Christina was remembering that Milly had only expressed indifference as to Dick's danger.
The ensuing evening was, to Christina, uncanny in its unapparent strangeness. She and Dick were both aware of novelty and Milly was aware of none. Her cheerful kindness was as natural and spontaneous as though she had been a girl greeting a long absent brother. She questioned Dick, and, as her questions showed interest—interest and a knowledge horribly surprising to Christina—Dick talked with unusual fluency. Christina looked at them and listened to them, while Milly, leaning an arm on the table, gazed with gravely shining eyes at her husband. The arm, the eyes, the lines of the throat, were very lovely. Christina's mind fixed upon that beauty, and she wished that Milly would not lean so and look so. Milly, again, was unaware. It was Christina who was aware; Christina who was quivering with latent, unformulated consciousness. After dinner, Milly and Dick still talked; she still listened. She knew nothing about Africa.
For three or four days this was the situation; a reunited brother and sister; a friend, for the time being, necessarily incidental. Then, suddenly, the presages grew plainly ominous. Was it her own realization of loneliness, of not being needed, that so overwhelmed her? or the sense of some utter change in her darling—a change so gradual that until its accomplishment it had seemed madness to recognize it? The moment of recognition came one day, when, on going into the library, she found Dick and Milly sitting side by side at the table, their heads bent over a map; and they were not looking at the map; they were looking at each other; still like brother and sister, but such fond brother and sister, while they smiled and talked.
Milly turned her head and saw Christina, and Christina knew that some evident adjustment went over her own face, for Milly jumped up, eagerly, too eagerly, and pulled a chair back for her and said; "Sit down, dearest. Dick is telling me adventures."

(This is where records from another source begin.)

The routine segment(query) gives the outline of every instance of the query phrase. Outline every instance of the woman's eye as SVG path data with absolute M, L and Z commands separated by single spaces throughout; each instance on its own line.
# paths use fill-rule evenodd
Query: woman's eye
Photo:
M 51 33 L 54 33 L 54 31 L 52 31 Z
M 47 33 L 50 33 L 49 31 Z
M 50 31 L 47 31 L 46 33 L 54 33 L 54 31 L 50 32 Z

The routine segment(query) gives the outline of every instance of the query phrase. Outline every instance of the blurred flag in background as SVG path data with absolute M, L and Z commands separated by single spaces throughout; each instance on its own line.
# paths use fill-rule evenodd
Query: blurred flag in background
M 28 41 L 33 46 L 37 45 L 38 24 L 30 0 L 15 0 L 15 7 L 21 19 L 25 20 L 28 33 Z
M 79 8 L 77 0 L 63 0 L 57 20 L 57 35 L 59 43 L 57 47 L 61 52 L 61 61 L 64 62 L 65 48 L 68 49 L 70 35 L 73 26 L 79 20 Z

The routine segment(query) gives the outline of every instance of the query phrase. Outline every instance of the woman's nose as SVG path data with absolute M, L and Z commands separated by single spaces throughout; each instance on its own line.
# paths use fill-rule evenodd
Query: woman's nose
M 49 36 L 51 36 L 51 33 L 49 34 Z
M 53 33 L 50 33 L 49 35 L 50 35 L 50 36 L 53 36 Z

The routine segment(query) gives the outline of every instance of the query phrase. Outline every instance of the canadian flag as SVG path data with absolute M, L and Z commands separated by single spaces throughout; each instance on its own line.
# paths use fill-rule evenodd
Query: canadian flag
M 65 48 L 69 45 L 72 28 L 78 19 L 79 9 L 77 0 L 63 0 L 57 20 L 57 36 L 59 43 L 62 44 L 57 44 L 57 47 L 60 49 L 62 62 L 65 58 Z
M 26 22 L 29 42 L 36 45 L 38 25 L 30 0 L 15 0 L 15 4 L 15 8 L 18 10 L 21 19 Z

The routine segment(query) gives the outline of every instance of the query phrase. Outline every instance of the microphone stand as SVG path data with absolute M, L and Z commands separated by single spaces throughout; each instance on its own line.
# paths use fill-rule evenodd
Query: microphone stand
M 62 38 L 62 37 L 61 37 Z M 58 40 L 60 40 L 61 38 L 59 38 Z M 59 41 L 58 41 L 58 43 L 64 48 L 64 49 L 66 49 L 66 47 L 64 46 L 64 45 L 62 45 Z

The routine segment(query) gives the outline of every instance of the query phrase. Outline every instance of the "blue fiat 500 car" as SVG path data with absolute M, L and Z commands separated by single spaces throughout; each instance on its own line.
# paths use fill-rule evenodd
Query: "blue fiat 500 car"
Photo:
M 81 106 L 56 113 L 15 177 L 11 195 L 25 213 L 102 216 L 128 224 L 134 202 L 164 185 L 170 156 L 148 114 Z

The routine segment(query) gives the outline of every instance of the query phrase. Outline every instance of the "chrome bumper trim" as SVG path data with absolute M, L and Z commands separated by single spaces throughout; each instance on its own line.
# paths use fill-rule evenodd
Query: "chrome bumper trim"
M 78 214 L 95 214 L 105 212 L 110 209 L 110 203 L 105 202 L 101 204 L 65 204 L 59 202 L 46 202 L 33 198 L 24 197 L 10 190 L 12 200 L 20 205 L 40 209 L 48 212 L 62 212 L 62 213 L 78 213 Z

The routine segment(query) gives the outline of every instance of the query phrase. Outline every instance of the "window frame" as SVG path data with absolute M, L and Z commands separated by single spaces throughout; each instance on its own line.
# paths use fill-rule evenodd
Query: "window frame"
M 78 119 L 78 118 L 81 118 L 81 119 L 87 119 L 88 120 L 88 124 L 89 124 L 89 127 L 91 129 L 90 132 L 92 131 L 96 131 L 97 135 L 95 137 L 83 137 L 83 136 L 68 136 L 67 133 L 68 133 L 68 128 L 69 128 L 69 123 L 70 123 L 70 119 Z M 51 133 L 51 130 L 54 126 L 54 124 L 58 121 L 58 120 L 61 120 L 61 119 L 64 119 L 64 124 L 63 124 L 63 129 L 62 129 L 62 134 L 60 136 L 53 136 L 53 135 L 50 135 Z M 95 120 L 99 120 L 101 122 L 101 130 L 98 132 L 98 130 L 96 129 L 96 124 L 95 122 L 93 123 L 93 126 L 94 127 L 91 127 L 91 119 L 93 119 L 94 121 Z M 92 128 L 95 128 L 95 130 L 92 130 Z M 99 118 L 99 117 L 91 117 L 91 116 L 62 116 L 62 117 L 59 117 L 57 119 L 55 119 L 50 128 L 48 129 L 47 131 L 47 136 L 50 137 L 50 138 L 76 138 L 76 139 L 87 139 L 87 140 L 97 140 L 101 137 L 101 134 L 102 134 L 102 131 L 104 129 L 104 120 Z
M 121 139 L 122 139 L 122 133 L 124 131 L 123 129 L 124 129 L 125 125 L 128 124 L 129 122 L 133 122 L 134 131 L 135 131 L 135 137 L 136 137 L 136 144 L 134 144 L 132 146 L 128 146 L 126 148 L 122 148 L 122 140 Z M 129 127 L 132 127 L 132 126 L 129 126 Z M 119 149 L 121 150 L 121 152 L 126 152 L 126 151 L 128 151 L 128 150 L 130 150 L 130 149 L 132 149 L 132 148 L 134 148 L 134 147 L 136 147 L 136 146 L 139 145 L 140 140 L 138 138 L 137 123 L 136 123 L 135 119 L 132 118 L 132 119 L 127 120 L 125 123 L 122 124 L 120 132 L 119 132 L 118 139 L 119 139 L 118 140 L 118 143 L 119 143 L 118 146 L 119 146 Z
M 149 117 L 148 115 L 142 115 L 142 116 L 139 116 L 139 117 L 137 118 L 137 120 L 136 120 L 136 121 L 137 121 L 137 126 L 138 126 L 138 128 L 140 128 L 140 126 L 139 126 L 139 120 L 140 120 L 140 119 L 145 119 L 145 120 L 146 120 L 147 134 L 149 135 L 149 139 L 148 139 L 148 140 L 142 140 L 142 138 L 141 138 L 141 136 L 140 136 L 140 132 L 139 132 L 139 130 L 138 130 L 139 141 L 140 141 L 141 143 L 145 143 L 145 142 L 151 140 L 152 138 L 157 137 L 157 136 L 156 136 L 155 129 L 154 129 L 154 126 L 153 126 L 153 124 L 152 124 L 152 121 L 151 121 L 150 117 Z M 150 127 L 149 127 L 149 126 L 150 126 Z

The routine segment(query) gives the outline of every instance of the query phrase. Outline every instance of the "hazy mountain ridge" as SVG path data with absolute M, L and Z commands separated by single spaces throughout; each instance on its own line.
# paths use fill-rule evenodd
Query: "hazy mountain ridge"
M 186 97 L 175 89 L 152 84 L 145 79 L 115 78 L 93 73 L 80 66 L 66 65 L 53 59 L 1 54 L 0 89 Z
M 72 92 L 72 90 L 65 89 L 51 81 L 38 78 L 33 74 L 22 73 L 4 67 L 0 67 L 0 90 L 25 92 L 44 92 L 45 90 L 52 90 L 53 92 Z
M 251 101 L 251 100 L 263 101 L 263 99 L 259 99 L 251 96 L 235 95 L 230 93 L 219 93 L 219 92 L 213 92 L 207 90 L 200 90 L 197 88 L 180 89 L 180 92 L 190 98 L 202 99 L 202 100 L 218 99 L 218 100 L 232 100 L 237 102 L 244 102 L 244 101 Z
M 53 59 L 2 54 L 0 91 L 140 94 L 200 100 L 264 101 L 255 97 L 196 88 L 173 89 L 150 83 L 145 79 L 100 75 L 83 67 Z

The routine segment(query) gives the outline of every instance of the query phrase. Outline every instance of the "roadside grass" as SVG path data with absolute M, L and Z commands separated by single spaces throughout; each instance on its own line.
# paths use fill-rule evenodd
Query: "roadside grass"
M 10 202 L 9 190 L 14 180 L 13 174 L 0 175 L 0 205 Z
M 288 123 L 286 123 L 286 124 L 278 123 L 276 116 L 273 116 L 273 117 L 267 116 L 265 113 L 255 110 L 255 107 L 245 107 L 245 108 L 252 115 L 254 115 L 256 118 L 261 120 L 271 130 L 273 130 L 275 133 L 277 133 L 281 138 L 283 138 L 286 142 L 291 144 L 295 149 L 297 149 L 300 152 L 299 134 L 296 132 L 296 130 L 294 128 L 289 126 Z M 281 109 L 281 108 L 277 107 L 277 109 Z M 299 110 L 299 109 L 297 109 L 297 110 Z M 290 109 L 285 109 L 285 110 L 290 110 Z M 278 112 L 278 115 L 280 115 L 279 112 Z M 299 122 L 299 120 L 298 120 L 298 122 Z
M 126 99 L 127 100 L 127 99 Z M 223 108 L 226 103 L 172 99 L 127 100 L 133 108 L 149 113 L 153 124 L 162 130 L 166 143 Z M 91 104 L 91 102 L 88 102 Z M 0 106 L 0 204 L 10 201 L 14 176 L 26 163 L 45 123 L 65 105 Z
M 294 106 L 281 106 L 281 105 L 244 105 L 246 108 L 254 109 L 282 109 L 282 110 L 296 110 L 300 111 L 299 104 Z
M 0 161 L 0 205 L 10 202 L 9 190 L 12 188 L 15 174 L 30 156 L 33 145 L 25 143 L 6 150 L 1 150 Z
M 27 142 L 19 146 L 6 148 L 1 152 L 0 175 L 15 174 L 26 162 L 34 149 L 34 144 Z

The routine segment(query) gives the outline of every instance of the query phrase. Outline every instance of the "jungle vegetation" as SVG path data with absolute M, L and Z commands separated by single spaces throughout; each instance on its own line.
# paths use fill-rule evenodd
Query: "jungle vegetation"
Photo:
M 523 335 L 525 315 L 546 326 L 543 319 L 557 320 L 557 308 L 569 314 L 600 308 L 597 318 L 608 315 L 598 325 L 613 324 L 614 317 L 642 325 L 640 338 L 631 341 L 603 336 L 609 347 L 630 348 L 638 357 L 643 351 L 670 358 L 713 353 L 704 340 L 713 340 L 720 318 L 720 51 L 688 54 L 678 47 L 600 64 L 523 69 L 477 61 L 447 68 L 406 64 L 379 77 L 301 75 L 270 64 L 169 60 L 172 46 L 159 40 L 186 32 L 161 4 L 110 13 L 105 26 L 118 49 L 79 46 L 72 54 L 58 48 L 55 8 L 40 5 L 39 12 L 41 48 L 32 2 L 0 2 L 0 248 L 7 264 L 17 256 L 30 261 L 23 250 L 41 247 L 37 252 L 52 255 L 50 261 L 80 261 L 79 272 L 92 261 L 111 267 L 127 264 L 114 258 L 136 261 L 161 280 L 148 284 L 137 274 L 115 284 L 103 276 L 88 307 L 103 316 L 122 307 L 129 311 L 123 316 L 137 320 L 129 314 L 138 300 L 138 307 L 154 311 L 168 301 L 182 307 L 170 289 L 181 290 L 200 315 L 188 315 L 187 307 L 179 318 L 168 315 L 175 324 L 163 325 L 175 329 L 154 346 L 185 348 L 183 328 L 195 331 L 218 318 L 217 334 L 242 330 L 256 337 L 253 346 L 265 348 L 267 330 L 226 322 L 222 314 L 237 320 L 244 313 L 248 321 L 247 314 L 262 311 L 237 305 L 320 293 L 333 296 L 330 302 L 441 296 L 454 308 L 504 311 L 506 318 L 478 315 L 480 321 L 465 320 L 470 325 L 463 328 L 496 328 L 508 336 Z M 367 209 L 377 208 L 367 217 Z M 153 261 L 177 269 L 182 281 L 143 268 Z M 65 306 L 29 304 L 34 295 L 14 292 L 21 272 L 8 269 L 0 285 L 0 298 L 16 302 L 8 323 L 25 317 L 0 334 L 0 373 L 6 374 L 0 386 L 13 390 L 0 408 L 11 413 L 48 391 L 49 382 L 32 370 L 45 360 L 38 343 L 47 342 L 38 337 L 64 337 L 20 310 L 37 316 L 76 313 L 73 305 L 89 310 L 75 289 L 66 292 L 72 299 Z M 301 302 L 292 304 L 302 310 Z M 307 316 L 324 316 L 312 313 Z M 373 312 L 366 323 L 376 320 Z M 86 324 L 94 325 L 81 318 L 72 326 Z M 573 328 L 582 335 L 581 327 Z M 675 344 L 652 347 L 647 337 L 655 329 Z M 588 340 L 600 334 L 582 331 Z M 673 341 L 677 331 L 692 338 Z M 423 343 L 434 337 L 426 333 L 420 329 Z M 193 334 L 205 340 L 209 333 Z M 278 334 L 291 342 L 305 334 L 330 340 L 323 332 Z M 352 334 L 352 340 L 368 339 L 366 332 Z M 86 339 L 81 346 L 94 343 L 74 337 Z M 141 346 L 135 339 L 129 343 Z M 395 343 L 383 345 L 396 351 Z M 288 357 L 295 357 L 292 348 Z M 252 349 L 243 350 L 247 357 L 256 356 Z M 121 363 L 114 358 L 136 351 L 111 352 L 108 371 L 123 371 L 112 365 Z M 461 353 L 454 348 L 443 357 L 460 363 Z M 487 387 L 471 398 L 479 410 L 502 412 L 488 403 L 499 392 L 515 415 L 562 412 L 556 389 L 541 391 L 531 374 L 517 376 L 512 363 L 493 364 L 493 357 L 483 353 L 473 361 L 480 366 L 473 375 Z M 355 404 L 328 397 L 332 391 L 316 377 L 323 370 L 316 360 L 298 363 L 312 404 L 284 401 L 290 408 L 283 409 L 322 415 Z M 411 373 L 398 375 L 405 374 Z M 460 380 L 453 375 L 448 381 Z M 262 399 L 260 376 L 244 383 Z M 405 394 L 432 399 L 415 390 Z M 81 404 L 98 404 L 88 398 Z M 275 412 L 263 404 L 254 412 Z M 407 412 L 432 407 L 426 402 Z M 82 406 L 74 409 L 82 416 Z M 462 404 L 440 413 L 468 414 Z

What was it that drove into Christina's heart like a knife? Milly smiled at her, eagerly smiled; and yet she was miles and miles away; had she been in the jungles of Africa with her husband she could not have been further; and she was greeting her as though she were a guest, greeting her with conventional warmth and courteous sweetness. Christina was not wanted; through the warmth and sweetness she felt that.
Smiling, she said she had come for a book. Going to the book-cases she sought for one accurately—why she should seek, as though she had come in with the intention of finding it, a volume of frothy eighteenth century French memoirs she could not have told—and, smiling again upon them with unconstrained lightness, she left them. She walked steadily to her room, locked the door, and, falling upon her knees beside the bed, broke into an agony of tears.
The end had come; not of Christina's love, not of her need, but of Milly's. At first her mind refused to face the full realization—groped among the omens of the past, would not see in Dick, even now, the cause of all. She could trace the gradual, the dreadful severance; Milly's slow loss of interest in her and in their life together. It was at first only for the fact of loss that she wept, that loss, only, she could look at. But by degrees, as her stifled sobs grew quieter, she was able to think, to think clearly, fiercely, with desperate snatchings at hope, while she crouched by the bed; pushing back her hair from her forehead; pressing her hot temples with icy hands.
Why should Milly lose interest? How could she? How could love and truest sympathy, truest understanding—how could they fail?
"Love begets love. Love begets love," she whispered under her breath, not knowing that she spoke, and, in this hour of shipwreck, clinging unconsciously to such spars and fragments of childish, unreasoning trust as her memory tossed her. No other friendship threatened hers; she was first as friend, irrevocably, she knew it. First as friend did not mean to Milly, could never mean, the deep-dwelling devotion that it meant to her; but such affinity and attachment as Milly felt could not die without some other cause than mere weariness. And the truth no longer to be evaded broke over her. It was the simplest while the most absurd of truths. Milly was falling in love; Milly was falling in love with Dick; and she was frank and happy because she did not know it; and he did not know it. Like two children with a fresh day of play and sunshine before them, they were engaged in merry, trivial games, picnics, make-believes, no thought of sentiment or emotion in them to account for the new sympathy; but from these games they would return hand in hand, all in all to each other, bound together in the lover's illusion and needing no one else. Maps! Travels! Africa! Did they not see these things as silly toys, as she did? What could Milly care for such toys? That she should play with them, as if she placed tin soldiers and blew a tin trumpet, showed the fatal glamour that was upon her; glamour only, a moonshine mood of vague restlessness and craving. How dignify by the sacred name of love this sentiment, all made of her weakness, her emotionalism, her egotism, that swayed her now so ludicrously towards the man whom, open-eyed, she had rejected and scorned for years?